It can set up an unhealthy cycle that goes something like this: We swear that we'll eat clean for the week. But Wednesday hits and our co-worker has brought in fresh homemade chocolate chip cookies. These aren't what we're "supposed to" be eating, but they smell so good, it makes it impossible to resist. We eat one and then another. We feel guilty because we went "off" our food regime. So we swear to begin again tomorrow but decide since we aren't going to be eating cookies again, we may as well get in as many as we can today (and end up eating six more).
Cue this cycle on repeat.
But what's more important than WHAT you're eating is HOW you're eating it. If you ate one cookie mindfully and savored every morsel, you wouldn't need seven more cookies.

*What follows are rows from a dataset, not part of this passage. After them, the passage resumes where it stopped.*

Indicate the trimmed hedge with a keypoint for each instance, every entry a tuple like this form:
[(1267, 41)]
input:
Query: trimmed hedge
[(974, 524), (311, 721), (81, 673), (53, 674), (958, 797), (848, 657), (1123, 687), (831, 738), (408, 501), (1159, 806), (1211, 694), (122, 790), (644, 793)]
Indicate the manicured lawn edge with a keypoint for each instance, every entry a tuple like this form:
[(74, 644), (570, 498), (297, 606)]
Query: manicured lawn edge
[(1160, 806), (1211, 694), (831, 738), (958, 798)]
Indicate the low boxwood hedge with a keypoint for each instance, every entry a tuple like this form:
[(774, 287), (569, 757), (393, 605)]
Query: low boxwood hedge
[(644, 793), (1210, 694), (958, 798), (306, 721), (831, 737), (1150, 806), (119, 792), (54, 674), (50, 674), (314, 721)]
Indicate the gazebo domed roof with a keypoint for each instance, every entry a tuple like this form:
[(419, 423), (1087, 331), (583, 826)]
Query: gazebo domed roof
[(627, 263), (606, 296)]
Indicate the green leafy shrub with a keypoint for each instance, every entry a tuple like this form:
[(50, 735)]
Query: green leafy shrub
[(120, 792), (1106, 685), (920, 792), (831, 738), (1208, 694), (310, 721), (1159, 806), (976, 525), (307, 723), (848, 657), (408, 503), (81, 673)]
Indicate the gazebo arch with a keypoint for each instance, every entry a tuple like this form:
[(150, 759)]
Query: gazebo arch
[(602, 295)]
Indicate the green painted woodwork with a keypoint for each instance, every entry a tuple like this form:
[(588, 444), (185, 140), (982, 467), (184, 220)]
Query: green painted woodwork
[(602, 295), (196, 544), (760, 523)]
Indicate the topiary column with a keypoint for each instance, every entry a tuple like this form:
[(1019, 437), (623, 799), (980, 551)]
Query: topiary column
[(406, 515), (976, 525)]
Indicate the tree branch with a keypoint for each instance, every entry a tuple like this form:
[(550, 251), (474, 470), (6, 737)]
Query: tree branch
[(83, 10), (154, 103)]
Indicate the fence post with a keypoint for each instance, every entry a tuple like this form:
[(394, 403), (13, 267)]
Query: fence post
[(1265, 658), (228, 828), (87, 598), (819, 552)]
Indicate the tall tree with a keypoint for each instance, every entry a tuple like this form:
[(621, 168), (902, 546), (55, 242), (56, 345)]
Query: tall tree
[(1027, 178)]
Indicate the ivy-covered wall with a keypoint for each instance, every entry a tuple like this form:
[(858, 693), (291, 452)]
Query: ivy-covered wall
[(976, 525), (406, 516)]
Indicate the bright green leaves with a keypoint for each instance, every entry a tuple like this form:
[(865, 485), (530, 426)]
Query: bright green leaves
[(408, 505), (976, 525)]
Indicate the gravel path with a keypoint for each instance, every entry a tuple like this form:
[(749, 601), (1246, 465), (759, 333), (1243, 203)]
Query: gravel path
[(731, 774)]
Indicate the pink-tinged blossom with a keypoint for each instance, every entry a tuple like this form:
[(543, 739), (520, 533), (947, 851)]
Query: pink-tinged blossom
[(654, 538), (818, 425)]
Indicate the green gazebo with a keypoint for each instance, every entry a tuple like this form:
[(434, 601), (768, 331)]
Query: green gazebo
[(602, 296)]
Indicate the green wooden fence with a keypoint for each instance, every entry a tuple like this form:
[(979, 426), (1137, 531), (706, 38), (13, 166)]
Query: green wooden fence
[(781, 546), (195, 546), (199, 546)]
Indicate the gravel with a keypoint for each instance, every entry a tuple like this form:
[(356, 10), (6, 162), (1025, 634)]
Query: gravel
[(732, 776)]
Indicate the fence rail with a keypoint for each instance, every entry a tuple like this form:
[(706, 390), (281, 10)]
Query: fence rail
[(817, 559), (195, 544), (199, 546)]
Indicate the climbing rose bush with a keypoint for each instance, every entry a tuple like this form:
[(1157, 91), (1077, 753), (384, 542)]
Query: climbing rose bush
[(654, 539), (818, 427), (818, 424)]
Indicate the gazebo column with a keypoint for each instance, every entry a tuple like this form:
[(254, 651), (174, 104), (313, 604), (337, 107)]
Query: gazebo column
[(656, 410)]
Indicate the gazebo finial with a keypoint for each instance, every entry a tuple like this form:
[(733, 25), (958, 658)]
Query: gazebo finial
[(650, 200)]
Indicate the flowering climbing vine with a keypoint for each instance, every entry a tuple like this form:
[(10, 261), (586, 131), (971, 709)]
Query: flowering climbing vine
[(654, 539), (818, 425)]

When you slow down and tune in to your body, you make your decisions with a greater sense of awareness. And this is how gradual, lasting change takes place.
You choose foods from a deeper sense of awareness and consciousness. You understand more of what goes on in your body because you're paying more attention. Eating slowly and mindfully and being in the moment become more important than following a food rule you imposed on yourself. And this is where freedom happens. You no longer become a slave to adhering to the latest fad or nutritional claim. Your body wisdom is now what guides you.
Knowledge can be power. But when the desire to adhere to a strict, rigid way of eating supersedes your desire to understand what your body needs, it can shift into something that doesn't serve us.
Obsessing over nutrition and following certain rules paralyzed me for so many years. I became ensnared in a desperate battle with my body and myself. It wasn't until I let go, threw out what I knew, and began to listen to my own innate wisdom that I finally found the freedom I had been seeking all along.